Real estate and construction industry has been growing at an average of 9 per cent since 2011, contributing about 8 per cent to the country’s Gross Domestic Product.

The National Institute of Statistics Rwanda predicts that 30 per cent of the population will live in urban areas by 2020, the more reason the real estate should up its game to meet this demand.

Currently, Kigali has a population of over 1.2 million people, which is expected to hit 3.8 million by 2025.

Eckardt Dauck, the chief executive officer of Strawtec Building Solutions, a Germany-based company that makes straw board panels, said using locally-manufactured construction materials will make it possible to build affordable houses, and also create jobs for the Rwandans.

According to the Rwanda Development Board, there are many investment opportunities in the real estate and construction business sub-sectors, including construction of commercial complexes and shopping areas, entertainment centres, and making of different materials required by the industry like bricks and tiles.

Titien Taratibu, a Kigali-based developer, said it is important for sector players to form partnerships that will help in resource mobilisation to ensure quality and affordable housing for residents.
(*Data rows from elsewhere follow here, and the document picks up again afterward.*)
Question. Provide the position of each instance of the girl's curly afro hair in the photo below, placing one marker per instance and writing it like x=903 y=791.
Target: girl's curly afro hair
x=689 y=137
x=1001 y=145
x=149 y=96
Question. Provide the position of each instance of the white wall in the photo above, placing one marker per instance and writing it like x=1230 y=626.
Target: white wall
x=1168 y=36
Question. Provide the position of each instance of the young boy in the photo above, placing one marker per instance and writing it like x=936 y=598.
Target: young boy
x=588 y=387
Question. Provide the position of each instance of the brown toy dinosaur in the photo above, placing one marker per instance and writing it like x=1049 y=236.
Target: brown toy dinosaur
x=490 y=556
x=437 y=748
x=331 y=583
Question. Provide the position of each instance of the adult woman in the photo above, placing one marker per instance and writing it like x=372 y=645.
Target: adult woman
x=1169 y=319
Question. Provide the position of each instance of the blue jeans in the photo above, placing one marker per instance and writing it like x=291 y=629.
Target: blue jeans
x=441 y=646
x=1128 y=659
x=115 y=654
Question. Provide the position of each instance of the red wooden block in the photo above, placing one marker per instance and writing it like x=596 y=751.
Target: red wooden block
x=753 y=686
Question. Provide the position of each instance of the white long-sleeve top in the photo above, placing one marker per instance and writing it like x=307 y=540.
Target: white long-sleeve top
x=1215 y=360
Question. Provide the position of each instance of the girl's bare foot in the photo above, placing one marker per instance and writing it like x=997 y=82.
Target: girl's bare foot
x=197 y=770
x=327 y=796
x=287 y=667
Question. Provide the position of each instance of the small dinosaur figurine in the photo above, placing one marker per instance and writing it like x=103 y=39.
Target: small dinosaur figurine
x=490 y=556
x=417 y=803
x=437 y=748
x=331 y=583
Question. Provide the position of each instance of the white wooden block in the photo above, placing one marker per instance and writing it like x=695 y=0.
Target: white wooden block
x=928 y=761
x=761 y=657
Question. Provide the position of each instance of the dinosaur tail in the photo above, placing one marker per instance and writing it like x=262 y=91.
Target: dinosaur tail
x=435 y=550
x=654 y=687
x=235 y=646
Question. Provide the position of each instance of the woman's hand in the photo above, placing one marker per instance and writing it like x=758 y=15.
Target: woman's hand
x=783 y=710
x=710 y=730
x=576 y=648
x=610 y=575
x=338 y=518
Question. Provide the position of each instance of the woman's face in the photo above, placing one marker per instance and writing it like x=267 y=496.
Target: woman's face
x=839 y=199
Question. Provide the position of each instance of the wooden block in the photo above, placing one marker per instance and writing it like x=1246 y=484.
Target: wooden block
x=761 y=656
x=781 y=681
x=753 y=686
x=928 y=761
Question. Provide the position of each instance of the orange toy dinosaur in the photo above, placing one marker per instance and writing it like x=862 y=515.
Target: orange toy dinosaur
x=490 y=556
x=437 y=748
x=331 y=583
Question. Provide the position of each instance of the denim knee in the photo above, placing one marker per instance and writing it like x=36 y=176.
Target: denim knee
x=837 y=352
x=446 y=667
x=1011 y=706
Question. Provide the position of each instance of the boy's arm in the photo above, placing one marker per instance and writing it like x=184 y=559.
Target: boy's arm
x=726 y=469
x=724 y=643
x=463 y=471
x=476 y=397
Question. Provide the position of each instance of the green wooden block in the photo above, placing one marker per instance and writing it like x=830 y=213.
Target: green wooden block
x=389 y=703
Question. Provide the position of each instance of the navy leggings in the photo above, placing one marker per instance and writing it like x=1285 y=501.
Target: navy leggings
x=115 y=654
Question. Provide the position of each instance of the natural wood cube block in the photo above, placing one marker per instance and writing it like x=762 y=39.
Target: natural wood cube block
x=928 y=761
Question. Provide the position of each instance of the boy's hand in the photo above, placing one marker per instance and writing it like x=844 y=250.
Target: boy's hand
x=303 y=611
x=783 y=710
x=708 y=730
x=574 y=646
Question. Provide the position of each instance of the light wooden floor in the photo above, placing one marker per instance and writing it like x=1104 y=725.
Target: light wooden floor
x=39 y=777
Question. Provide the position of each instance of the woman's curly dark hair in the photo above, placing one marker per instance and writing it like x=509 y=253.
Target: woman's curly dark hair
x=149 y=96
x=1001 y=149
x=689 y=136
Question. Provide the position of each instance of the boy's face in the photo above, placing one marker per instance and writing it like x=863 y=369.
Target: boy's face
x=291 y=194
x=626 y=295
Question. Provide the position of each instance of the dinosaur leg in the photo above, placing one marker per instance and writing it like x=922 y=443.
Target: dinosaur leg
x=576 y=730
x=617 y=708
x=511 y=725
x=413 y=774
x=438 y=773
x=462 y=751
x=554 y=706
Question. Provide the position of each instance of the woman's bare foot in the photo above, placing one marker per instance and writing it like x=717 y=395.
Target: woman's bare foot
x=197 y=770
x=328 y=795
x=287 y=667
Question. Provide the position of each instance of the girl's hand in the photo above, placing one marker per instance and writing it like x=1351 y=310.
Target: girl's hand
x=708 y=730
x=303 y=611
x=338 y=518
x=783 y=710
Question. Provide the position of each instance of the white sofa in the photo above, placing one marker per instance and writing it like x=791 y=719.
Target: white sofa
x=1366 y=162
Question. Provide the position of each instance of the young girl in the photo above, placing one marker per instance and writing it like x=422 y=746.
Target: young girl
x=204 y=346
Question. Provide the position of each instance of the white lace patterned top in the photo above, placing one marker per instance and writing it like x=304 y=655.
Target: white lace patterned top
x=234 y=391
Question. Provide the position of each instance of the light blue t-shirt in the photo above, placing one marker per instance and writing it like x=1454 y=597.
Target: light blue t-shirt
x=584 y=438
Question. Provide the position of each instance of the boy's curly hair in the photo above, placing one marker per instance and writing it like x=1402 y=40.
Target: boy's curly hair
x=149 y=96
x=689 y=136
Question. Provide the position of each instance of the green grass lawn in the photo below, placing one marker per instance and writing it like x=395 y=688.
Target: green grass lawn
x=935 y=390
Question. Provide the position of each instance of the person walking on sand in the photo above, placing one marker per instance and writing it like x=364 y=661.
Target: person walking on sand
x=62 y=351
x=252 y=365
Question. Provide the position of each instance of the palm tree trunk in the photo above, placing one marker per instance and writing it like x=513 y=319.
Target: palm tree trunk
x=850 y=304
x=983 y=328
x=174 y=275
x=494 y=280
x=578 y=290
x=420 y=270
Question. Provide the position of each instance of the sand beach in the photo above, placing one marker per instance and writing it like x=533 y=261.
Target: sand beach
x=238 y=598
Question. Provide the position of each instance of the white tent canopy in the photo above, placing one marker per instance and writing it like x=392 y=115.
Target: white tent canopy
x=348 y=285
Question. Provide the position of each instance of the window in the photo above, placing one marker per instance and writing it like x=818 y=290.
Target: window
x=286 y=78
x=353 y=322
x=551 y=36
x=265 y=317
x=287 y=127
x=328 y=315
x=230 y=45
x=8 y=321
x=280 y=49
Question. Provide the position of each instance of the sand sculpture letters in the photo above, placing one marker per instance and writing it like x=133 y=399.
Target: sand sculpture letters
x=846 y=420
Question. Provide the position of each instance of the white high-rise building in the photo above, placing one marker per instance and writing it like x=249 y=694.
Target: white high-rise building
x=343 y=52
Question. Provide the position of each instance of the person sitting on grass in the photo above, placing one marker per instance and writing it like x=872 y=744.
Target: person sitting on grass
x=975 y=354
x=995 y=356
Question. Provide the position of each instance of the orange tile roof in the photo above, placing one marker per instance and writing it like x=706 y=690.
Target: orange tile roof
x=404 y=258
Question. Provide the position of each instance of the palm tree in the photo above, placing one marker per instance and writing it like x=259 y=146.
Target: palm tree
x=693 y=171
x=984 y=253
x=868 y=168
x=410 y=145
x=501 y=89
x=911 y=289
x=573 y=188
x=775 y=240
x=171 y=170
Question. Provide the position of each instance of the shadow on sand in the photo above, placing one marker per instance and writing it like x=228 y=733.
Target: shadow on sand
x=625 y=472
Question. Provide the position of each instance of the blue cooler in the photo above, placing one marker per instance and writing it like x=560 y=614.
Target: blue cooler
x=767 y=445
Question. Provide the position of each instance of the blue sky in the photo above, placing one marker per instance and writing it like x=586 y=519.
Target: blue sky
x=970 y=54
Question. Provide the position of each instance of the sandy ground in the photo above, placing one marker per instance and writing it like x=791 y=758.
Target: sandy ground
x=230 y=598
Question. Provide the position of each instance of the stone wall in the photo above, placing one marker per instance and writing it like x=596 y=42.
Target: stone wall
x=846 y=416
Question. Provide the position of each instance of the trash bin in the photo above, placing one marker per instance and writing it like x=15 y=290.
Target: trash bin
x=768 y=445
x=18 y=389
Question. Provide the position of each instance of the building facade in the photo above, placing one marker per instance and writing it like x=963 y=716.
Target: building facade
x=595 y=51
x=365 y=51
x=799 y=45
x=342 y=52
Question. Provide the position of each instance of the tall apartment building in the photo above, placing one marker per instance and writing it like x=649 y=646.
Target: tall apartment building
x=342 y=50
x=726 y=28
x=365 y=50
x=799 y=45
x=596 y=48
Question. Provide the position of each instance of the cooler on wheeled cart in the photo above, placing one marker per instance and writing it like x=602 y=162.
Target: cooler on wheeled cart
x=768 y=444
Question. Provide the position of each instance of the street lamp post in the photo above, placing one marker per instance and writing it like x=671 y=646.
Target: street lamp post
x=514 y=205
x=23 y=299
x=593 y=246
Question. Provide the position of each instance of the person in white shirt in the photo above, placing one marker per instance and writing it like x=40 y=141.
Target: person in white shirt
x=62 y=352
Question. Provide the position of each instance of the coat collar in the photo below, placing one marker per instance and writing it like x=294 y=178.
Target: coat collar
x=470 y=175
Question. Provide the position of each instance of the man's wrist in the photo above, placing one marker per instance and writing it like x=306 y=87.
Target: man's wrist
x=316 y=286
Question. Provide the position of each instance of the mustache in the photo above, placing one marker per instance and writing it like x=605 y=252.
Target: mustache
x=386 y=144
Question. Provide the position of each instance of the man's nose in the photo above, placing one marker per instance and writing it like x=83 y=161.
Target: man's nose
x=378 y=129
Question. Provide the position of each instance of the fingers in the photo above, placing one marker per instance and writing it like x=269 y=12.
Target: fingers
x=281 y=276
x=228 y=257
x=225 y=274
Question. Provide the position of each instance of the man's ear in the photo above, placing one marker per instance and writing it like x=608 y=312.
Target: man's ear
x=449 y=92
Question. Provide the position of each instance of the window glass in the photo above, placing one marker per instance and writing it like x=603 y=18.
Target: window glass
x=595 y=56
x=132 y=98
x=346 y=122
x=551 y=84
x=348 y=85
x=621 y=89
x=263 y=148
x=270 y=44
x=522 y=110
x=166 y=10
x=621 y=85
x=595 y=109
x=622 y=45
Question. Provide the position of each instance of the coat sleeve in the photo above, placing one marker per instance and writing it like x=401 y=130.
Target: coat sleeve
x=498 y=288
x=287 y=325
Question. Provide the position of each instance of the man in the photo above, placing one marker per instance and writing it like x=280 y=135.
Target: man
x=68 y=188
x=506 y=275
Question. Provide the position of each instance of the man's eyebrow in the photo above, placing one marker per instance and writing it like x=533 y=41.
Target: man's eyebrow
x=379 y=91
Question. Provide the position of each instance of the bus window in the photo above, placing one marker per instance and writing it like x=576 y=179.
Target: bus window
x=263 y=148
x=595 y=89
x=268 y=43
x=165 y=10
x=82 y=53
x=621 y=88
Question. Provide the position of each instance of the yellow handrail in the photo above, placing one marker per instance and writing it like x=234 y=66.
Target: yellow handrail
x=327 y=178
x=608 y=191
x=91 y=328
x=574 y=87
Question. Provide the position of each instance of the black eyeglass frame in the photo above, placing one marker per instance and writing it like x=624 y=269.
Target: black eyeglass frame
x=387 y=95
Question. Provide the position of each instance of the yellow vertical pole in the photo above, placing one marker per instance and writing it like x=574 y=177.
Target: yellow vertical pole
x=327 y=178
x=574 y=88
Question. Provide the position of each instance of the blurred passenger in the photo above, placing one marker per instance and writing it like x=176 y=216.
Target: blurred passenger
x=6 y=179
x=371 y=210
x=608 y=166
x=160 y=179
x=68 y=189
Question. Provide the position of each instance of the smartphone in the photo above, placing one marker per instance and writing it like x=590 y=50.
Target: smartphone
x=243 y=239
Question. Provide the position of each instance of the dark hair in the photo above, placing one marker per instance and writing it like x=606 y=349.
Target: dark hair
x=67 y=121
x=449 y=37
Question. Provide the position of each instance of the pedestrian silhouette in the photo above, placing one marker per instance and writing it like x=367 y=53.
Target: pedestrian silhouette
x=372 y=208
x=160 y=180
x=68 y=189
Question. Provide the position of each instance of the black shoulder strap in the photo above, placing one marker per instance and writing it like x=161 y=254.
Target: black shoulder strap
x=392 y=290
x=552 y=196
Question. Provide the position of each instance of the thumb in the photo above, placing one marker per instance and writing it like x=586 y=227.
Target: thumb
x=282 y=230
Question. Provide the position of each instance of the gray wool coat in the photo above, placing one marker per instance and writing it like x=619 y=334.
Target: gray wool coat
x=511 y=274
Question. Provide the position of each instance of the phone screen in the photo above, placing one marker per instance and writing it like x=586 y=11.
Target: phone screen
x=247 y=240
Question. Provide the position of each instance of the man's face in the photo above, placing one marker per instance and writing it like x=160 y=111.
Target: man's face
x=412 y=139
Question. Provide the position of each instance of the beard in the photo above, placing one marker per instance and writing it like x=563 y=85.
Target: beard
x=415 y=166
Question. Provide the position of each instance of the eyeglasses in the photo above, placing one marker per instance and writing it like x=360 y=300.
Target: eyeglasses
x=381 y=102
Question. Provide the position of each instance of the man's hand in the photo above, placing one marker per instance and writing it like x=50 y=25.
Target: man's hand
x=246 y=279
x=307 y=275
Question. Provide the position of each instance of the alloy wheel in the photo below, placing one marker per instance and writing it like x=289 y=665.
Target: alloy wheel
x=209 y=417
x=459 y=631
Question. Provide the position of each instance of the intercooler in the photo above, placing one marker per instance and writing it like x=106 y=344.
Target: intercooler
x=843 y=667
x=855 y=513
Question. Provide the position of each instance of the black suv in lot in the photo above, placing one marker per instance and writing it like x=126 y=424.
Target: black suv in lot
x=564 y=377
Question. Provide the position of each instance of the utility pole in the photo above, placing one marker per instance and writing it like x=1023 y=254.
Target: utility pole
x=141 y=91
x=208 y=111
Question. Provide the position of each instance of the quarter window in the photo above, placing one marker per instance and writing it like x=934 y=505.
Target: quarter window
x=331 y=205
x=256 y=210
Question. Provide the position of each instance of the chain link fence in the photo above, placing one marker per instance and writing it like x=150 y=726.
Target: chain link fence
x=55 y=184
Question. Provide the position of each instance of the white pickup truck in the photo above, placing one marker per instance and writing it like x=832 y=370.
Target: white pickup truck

“Forming joint ventures with firms that have better expertise and more resources will make it possible for real estate developers to build quality and affordable houses for Rwandans.” 

The Ministry of Infrastructure drafted a new construction policy last year to streamline the construction industry. According to 2012 study on affordable houses, Kigali has about 114,197 existing housing stock and the demand for new housing units is projected to be about 344,000 by 2022.

The study by the City of Kigali and the European Union in 2008 revealed that 29.5 per cent of city dwellers earn between Rwf200,000 and Rwf900,000 per month and can only afford mid-range mortgages, while more than half of the population (54.1 per cent) earn between the Rwf33, 500 and Rwf200,000.